During the film, Cotillard takes the journey as she embodies this complex woman. Cotillard drew on people she knows to find her, from two girls she knew in high school to Schoenaerts. “When I create a character I am always inspired by people–people around me, people I don’t know, lives that I’ve read.”
Ali, a semi-homeless fighter and father to a young boy, offers Stéphanie no pity. Their relationship develops with few words and without much awareness from Ali, but their bond draws strength from the pain which they like to ignore. Stéphanie is attracted to the physical brutality of Ali’s life, his fighting. “All this violence that is turned into power–this is something that she experiences inside herself,” Cotillard says, “that’s how she feels the very strong connection with him.”
One of Cotillard’s favorite scenes shows Ali losing a fight– until Stéphanie gets out of the van where she’s been watching him.

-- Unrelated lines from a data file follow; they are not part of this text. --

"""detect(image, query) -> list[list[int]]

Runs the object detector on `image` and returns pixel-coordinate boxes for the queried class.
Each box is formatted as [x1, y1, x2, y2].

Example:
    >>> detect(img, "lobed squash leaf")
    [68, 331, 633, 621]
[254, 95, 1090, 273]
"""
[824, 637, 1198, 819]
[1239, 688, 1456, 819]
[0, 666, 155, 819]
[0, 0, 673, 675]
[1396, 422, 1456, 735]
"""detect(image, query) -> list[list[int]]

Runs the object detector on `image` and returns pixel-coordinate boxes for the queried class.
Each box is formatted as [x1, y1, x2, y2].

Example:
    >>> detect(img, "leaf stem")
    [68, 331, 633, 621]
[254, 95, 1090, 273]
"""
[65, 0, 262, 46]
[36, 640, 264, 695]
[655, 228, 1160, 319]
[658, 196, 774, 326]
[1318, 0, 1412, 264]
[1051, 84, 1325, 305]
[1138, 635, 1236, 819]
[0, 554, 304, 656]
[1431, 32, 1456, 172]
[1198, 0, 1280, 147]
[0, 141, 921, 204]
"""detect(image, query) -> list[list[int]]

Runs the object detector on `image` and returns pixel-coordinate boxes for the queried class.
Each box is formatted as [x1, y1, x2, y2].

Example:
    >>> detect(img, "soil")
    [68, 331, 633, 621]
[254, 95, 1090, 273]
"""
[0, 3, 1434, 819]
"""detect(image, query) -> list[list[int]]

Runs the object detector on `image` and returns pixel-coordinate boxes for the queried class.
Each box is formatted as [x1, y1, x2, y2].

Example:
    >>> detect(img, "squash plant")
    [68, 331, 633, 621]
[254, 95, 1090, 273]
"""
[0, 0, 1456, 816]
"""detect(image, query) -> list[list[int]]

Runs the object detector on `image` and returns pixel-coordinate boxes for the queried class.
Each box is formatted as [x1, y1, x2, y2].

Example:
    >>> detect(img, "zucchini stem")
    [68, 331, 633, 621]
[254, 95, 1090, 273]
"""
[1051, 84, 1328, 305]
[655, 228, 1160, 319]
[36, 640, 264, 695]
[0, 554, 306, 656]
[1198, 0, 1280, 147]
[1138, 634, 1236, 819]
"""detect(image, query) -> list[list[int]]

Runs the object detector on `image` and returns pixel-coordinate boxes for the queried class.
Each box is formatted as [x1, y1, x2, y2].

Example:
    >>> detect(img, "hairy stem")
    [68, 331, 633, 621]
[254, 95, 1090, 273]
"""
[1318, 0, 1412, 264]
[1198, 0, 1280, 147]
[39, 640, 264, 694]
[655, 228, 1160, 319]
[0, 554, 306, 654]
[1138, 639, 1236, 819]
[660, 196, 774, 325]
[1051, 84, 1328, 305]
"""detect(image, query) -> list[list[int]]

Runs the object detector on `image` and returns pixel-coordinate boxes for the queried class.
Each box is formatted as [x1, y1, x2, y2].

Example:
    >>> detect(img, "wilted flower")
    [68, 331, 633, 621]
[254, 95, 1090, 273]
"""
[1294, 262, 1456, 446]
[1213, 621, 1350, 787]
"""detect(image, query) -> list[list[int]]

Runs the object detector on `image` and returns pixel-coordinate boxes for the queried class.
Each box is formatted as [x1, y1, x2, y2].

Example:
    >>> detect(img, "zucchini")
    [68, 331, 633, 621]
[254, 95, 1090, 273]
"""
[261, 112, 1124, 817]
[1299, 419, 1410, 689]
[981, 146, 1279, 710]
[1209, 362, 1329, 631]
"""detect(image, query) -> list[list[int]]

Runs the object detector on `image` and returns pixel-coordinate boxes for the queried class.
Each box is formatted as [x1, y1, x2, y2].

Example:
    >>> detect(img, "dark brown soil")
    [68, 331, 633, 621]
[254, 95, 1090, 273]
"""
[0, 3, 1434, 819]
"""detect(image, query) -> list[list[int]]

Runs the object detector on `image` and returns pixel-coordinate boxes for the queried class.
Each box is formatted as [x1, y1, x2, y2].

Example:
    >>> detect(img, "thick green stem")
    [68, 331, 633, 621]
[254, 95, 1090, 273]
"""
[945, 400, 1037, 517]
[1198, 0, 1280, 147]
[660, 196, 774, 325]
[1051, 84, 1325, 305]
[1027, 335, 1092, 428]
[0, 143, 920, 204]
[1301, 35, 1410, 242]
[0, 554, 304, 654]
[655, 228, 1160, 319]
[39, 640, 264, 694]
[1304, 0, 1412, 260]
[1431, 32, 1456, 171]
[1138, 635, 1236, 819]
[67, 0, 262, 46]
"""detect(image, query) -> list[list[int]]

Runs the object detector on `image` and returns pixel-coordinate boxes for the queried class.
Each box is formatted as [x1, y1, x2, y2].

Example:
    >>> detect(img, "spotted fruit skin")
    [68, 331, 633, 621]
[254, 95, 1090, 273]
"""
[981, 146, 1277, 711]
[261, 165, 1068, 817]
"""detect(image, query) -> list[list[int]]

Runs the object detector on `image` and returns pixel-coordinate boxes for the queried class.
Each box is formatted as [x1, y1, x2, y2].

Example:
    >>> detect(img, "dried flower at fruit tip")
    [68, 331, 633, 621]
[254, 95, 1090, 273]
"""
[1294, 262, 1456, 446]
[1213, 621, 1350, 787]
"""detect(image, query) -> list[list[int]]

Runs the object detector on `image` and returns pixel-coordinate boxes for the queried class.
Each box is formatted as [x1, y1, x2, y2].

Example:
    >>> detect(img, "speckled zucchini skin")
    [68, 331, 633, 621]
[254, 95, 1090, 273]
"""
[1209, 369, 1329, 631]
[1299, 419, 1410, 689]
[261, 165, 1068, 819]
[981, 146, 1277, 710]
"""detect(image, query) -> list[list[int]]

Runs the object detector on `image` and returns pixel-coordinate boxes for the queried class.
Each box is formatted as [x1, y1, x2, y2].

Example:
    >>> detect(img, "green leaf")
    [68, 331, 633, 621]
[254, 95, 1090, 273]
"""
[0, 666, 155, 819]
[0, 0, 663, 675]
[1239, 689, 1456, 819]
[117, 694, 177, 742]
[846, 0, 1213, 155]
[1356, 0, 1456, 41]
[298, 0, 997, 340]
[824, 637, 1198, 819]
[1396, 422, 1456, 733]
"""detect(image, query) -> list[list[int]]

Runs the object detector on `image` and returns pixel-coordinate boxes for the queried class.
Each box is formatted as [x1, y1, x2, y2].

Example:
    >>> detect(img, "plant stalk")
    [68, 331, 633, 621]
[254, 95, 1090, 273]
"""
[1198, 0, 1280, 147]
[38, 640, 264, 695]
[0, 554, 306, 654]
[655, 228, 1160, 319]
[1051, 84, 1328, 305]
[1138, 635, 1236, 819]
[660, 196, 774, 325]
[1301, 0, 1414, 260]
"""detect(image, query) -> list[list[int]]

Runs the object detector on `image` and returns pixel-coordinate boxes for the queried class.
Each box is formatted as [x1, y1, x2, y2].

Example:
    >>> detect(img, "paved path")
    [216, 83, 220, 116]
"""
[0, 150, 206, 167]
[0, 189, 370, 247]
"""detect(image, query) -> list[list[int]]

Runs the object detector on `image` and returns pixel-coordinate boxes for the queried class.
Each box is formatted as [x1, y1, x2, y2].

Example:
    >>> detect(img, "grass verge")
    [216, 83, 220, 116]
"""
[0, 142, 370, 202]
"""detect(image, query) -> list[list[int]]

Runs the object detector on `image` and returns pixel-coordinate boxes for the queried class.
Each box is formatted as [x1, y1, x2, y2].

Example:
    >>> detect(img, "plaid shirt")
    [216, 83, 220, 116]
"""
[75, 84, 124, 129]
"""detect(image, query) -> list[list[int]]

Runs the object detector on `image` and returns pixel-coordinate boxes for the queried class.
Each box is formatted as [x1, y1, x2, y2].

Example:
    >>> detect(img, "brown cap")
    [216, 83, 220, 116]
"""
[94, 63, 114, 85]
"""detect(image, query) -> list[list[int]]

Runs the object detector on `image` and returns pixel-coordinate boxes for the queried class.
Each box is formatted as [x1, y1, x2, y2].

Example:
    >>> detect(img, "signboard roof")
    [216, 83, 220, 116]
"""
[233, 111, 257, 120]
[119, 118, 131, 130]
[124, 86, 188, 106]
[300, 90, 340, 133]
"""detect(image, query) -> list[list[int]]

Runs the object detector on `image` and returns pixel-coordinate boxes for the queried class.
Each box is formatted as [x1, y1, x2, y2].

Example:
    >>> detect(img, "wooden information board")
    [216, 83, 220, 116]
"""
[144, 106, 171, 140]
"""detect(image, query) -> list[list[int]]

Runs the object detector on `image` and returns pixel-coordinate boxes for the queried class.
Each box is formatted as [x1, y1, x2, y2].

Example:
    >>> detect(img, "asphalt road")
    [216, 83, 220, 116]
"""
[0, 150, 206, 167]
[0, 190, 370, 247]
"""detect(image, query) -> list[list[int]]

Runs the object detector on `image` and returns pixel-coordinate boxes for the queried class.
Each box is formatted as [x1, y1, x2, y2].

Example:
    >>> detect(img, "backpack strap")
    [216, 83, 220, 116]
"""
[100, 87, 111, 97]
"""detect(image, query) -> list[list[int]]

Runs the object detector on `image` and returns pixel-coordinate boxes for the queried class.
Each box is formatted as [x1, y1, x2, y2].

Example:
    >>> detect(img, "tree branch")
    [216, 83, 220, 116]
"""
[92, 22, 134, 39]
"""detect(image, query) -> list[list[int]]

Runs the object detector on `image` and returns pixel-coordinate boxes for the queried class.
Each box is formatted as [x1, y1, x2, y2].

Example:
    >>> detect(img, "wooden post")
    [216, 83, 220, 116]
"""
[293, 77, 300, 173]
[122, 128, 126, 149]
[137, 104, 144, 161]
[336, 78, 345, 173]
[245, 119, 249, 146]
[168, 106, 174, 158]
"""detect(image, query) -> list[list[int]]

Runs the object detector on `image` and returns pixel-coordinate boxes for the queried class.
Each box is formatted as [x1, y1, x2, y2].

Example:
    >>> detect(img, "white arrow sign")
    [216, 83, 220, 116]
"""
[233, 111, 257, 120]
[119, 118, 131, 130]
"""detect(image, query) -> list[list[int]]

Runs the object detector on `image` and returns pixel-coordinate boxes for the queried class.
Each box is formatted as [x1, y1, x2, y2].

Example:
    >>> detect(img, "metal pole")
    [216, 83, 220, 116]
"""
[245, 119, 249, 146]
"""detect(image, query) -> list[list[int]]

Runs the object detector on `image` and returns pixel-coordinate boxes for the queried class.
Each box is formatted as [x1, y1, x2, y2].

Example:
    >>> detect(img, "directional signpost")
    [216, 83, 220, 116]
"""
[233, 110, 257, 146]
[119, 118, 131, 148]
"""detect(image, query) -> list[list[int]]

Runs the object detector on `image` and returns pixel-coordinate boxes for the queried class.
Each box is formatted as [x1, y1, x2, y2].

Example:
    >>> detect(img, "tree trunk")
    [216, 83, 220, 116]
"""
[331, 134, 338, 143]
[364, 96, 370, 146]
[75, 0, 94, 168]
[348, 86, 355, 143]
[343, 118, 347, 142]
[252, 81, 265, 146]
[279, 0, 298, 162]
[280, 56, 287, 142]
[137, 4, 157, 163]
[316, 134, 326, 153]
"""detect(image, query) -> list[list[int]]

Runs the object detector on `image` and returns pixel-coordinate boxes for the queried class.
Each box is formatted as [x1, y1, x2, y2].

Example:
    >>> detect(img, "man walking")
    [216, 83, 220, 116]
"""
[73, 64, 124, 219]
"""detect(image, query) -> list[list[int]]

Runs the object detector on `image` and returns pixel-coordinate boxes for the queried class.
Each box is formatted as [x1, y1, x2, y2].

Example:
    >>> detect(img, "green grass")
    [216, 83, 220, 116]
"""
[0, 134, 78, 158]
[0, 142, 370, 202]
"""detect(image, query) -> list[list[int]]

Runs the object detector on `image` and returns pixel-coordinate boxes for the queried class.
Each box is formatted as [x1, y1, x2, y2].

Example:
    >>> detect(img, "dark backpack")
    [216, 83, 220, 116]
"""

As she moves towards him, with an unwavering look in her eye, he erupts with an unstoppable need to win. “This is the scene where the connection between the two of them is the strongest,” she says. “There’s this energy that flows between them. You don’t need words anymore.”
What Audiard does, so much of it without words, is give a shot of adrenaline to visual storytelling. “Rust and Bone” was shot by Audiard’s “A Prophet” cinematographer, Stéphane Fontaine. The clip below is one of many favorites that Schoenaerts and I discuss in our interview.
The script, which Audiard co-wrote with Thomas Bidegain (“A Prophet”), was inspired by two of Craig Davidson’s collection of short stories, also titled “Rust and Bone.”
AFI Fest screened “Rust and Bone” on November 5 with a tribute to Cotillard, who was also tributed at Telluride.